Population Structure Analysis

• Analysis of Molecular Variance (AMOVA) quantified genetic variation:
  • 78.61% of genetic variation occurred between genotypes.
  • 21.39% of variation occurred within genotype groups.
• Fst values higher than 0.33 indicated significant genetic differentiation and population structure among T. equi groups globally.

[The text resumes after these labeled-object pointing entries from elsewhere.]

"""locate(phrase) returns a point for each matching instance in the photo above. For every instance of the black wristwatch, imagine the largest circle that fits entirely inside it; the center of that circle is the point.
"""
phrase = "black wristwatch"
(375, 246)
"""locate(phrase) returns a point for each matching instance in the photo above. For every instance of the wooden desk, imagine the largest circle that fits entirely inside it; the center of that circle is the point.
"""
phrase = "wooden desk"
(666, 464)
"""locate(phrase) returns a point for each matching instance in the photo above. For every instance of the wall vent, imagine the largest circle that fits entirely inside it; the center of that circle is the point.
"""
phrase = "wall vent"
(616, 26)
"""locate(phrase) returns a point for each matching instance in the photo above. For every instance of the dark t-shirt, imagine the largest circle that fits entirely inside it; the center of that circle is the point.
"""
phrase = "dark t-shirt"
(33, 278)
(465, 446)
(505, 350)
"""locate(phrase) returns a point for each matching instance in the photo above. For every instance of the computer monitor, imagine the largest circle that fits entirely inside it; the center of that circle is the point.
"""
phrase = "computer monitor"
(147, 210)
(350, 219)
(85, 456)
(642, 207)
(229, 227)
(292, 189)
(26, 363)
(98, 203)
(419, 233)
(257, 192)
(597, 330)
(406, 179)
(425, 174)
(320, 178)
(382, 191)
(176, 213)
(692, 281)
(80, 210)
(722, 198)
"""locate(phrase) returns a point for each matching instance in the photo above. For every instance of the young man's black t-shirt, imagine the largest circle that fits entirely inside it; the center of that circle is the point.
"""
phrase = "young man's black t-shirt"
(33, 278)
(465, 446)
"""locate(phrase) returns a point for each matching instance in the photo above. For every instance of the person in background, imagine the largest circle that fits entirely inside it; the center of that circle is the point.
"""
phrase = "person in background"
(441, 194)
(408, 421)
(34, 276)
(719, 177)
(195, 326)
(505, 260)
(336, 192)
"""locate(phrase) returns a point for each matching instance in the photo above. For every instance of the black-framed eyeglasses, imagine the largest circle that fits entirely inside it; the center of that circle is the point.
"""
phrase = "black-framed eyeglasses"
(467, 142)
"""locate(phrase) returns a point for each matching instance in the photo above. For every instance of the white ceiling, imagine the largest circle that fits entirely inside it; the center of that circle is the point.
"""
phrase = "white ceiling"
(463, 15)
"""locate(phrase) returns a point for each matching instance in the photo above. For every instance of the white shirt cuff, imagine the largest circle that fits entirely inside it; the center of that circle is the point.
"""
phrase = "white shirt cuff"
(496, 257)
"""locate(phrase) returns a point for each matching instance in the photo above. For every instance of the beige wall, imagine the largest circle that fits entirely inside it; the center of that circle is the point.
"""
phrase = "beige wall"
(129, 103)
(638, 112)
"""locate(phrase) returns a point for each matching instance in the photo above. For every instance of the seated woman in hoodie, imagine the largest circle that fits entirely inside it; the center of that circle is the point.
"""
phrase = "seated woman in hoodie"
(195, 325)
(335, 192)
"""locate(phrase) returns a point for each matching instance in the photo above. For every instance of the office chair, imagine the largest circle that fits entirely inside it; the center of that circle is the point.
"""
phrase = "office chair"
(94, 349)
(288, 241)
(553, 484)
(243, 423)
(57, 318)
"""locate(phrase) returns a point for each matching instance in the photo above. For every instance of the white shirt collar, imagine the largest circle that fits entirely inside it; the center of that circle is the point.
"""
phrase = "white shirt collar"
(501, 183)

Risk Factor Assessment for T. equi Infection

• A logistic regression model was used to identify factors significantly associated with T. equi infection in horses.
• Significant predictors included:
  • Summer season (Odds Ratio (OR) = 3.129; p = 0.012): higher infection risk during summer.
  • Tick infestation (OR = 2.988; p = 0.031): presence of ticks increased risk nearly threefold.
  • Presence of ruminants on the farm (OR = 5.865; p = 0.004): farms with cattle or goats had significantly higher risk, possibly due to shared tick hosts.
  • Anaemia in horses (OR = 4.231; p < 0.001): infected horses were more likely to exhibit anaemia, a clinical sign of the disease.
  • Red urine (OR = 4.892; p = 0.017): a symptom reflecting possible hemolysis caused by infection, linked to increased infection likelihood.
• Non-significant factors (no statistical association with infection):
  • Rainy season
  • Age and sex of horse
  • Management practices
  • Body condition score

Conclusions and Implications

• The study highlights a moderate prevalence of T. equi infection in Indian equids, with molecular tools revealing greater detection sensitivity than microscopy.
• Genetic diversity analyses demonstrate that Indian isolates are genetically uniform compared to higher diversity in other regions, suggesting localized control or recent introduction.
• Global haplotype distribution implies rapid recent expansions and geographical structuring of T. equi populations.
• Environmental and management factors identified as risk contributors can inform targeted control strategies, such as tick control during summer and management of mixed-species farms.
• The findings contribute essential baseline data for disease monitoring, vaccine design, and management of equine piroplasmosis.